The director of the FBI says the agency paid more than $1 million for the hacking tool that thwarted the security features of the iPhone of a terrorist gunman in San Bernardino, California.
Speaking at a security forum Thursday in London, FBI Director James Comey declined to say exactly how much was paid for the solution, nor who developed it, but he disclosed that the amount was more than his total salary for the next seven years remaining in his term. The director makes $180,000 per year, which means the agency paid $1.26 million or more.
Apple and the Justice Department battled publicly for 43 days over Apple's refusal to hack into the phone. Apple defended its unwillingness to cooperate, saying that creating such a tool would force the company to weaken the security on its devices.
Comey said the publicity over their standoff "stimulated a bit of a marketplace" for breaking into the iPhone model that the FBI had in its possession.
"Somebody approached us from outside the government and said, ‘We think we've come up with a solution,’ " he said.
Once the solution was confirmed, the FBI dropped its suit against Apple.

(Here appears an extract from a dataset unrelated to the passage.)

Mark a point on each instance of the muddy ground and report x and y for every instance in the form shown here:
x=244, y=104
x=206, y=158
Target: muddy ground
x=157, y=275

But Comey said he hopes the attention that the lawsuit generated will spark a broader discussion about how to resolve the ongoing tension between protecting people's digital privacy and giving law enforcement adequate tools to investigate threats.
"We have a problem where all of us share a set of values that are in conflict and we have to figure out how to resolve privacy and security on the internet and on our devices with public safety," Comey said.